I have a point cloud of N points in D-dimensional space with periodic boundary conditions, where N can range from 500 to 10^8 and D can range from 1 to 20. The distribution of points varies wildly, from completely uniform to very clumped together. For each point in the point cloud I need to find the k nearest neighbours to that point. I also need to find how many points exist within a distance of each point, specifically the maxnorm distance. I don't need to know which points are within the radius, just how many, but it would be a nice addition.
I've tried kd-trees, but they don't handle the wrapping boundaries, and for the larger trees, duplication is not feasible. Additionally, it gets slow at higher dimensions.
I've just come across Vantage Point Trees, and tried out some code, but it is slower than the kd-tree. Although the code I found uses a recursive search method, with no batching. One the positive side, it can natively handle the wrapping conditions, and as such doesn't require duplication.
I'm about to see if I can squeeze some more performance out of the VP tree by converting to an iterative approach and seeing if I could batch search, but I had a thought. All these data structures work for finding nearest neighbours to arbitrary query points, while my query points are restricted to being points in the point cloud. I figure this restriction might allow for some more performant structure (maybe a nav-mesh of sorts?). I tried searching for structures that would handle this, but my google-fu is failing me. So just wondering if anyone knows of a data structure that can handle the following:
- Handle a small and large number of points, i.e 500-10^8 points
- Handle up to 20 dimensions
- Work with periodic boundaries (i.e., a flat torus)

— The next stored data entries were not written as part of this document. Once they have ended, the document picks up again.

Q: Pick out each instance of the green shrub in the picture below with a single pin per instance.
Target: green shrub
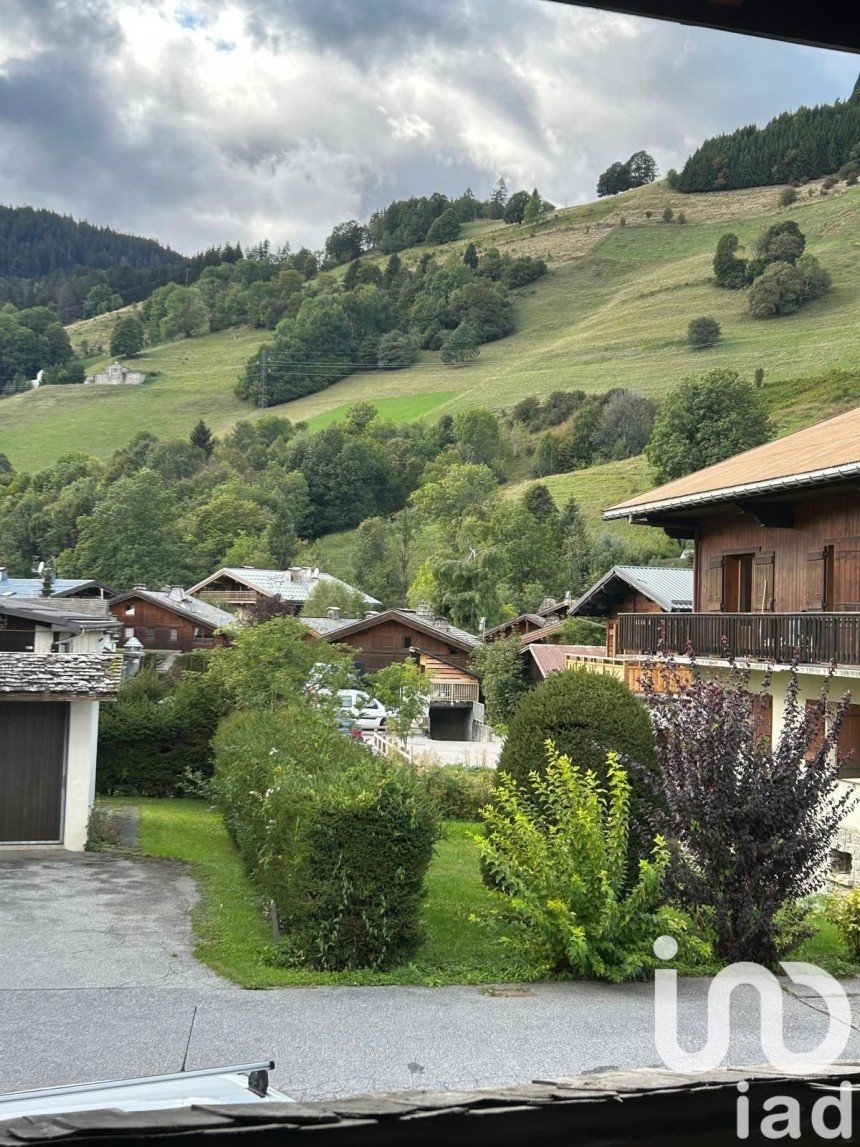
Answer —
(843, 908)
(338, 839)
(459, 792)
(561, 852)
(157, 732)
(585, 716)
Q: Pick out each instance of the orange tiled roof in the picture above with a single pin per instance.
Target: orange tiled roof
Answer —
(810, 457)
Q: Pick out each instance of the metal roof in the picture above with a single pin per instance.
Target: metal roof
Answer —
(670, 588)
(554, 658)
(294, 584)
(190, 608)
(31, 586)
(817, 455)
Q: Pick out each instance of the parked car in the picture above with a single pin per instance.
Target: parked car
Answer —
(368, 714)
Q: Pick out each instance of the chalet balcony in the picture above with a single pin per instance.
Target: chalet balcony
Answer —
(453, 693)
(812, 638)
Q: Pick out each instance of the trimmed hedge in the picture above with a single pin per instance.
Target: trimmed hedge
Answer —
(459, 792)
(585, 716)
(338, 839)
(156, 732)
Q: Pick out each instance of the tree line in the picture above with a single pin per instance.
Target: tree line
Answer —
(794, 147)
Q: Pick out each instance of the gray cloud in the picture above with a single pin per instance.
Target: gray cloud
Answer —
(211, 122)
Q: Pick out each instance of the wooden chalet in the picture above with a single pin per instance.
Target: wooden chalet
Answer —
(170, 619)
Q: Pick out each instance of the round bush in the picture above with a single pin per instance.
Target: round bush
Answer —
(703, 332)
(585, 716)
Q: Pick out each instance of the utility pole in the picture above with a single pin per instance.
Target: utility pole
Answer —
(264, 373)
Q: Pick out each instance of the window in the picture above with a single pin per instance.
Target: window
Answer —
(737, 583)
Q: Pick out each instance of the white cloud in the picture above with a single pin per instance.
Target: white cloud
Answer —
(208, 121)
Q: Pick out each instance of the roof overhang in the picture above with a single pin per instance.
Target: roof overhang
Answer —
(647, 510)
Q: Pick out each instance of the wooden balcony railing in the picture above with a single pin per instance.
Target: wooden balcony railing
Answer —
(454, 692)
(812, 638)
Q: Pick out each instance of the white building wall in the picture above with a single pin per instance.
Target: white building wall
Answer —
(80, 772)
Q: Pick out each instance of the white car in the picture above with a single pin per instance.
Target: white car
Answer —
(368, 714)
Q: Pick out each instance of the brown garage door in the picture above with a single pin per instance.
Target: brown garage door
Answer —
(32, 755)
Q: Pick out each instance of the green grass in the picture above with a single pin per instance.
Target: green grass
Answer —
(395, 410)
(612, 311)
(232, 930)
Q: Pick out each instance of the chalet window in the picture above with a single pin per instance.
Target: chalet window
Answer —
(815, 578)
(737, 583)
(713, 585)
(763, 583)
(845, 578)
(849, 746)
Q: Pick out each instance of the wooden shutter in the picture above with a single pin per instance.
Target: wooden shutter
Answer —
(849, 747)
(846, 575)
(763, 717)
(763, 571)
(819, 731)
(815, 564)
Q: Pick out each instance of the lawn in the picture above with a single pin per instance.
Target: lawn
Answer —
(232, 929)
(463, 943)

- Work with maxnorm distance (soft requirement. Euclidean can give me a potential list which I can manually cull, but maxnorm would be preferred)
- Can find k-NN to query point as well as find how many points exist with distance to query point
- Query points are only points in the structure, not arbitrary points
- Queries can be batched. i.e I need to find the k-th NN for every point in the point cloud. I also need to find how many points exist within d[i] for each point i. That is each point has a different search radius.
- Doesn't need to support insert or deletion.
Thanks